Aber was heißt denn eigentlich "nicht normal" oder "widernatürlich"? Wir wissen noch nicht einmal, wie viele Arten von Lebewesen es in den Tiefen unserer Meere gibt - und warum. Wir kennen nur Bruchstücke der Funktionsweise unseres Körpers, vor allem unseres Gehirns. Bei allem Fortschritt von Forschung und Medizin, frage ich mich: Wer ist also jemand, der sich anmaßen möchte, "die Natur" verstanden zu haben und festzulegen, was natürlich bzw. was normal ist und was nicht?

Widerliche Doppelmoral

Pornos gucken, am besten noch die, die es nur "unter der Theke" gibt? Die Frau oder den Mann betrügen? Bilder nackter Kinder teilen? Der Kollegin unter den Rock oder dem Kollegen an den Hintern fassen? Erotikchats mit den brutalsten Unterwerfungsszenerien "mitgestalten"? Mit Fackeln durch Straßen laufen und sich wie 1933 fühlen? Frauen aus Frust eine Vergewaltigung an den Hals wünschen? Menschen ausnutzen, um sich selbst zu bereichern? Steuern hinterziehen?

Aber wenn ein Mann einen Mann oder eine Frau eine Frau liebt, dann kommen die selbsternannten Wächter von Moral und Sitte um die Ecke und sprechen diesen Menschen die Natürlichkeit ab. Diese Doppelmoral ist widerlich. Wo um Himmels Willen ist denn eigentlich das Problem, wenn ein Mensch einen Menschen liebt? Was ist denn bitte daran verwerflich oder unmoralisch, wenn zwei erwachsene Menschen sich umeinander kümmern?

Mehr Aufklärung, mehr Vorbilder

Vielleicht ist es daher heute umso wichtiger, dieses Datum zu feiern. Denn es stellt einen Meilenstein dar auf dem Weg, der Gleichberechtigung von Menschen Ausdruck zu verleihen und tatsächlich die Würde anderer nicht anzutasten. Aber es gibt noch viel zu tun. Denn Paragrafen sind nicht alles; ob sie nun verabschiedet oder abgeschafft werden. Es verhält sich so wie mit dem Grundgesetz. Lesen ist das eine, es verinnerlichen und danach leben das andere.

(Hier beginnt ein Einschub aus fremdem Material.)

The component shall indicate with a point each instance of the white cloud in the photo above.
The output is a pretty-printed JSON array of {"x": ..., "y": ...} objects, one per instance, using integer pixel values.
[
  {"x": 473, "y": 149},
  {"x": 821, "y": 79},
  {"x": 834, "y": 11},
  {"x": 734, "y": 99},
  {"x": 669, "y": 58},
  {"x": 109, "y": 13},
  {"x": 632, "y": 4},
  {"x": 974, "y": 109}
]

Wenn jemand sagt 'Ich bin homosexuell' sollte als Reaktion darauf ein schlichtes, authentisches 'Ja, und?' folgen.

Die Errungenschaften unserer Zeit, die noch nicht so gewachsen, gefestigt und selbstverständlich sind, wie sich das viele von uns wünschen, müssen vielleicht anders vermittelt werden. Dazu gehört auch Paragraf 177 Strafgesetzbuch, der sexuelle Handlung gegen den erkennbaren Willen einer anderen Person strafbar macht. Es braucht mehr Aufklärung, mehr Vorbilder, um mehr Selbstverständlichkeit zu erreichen.

Wenn Sie mich also nach dem Ziel fragen würden, würde ich sagen: Wenn jemand sagt "Ich bin homosexuell" sollte als Reaktion darauf ein schlichtes, authentisches "Ja, und?" folgen. Punkt.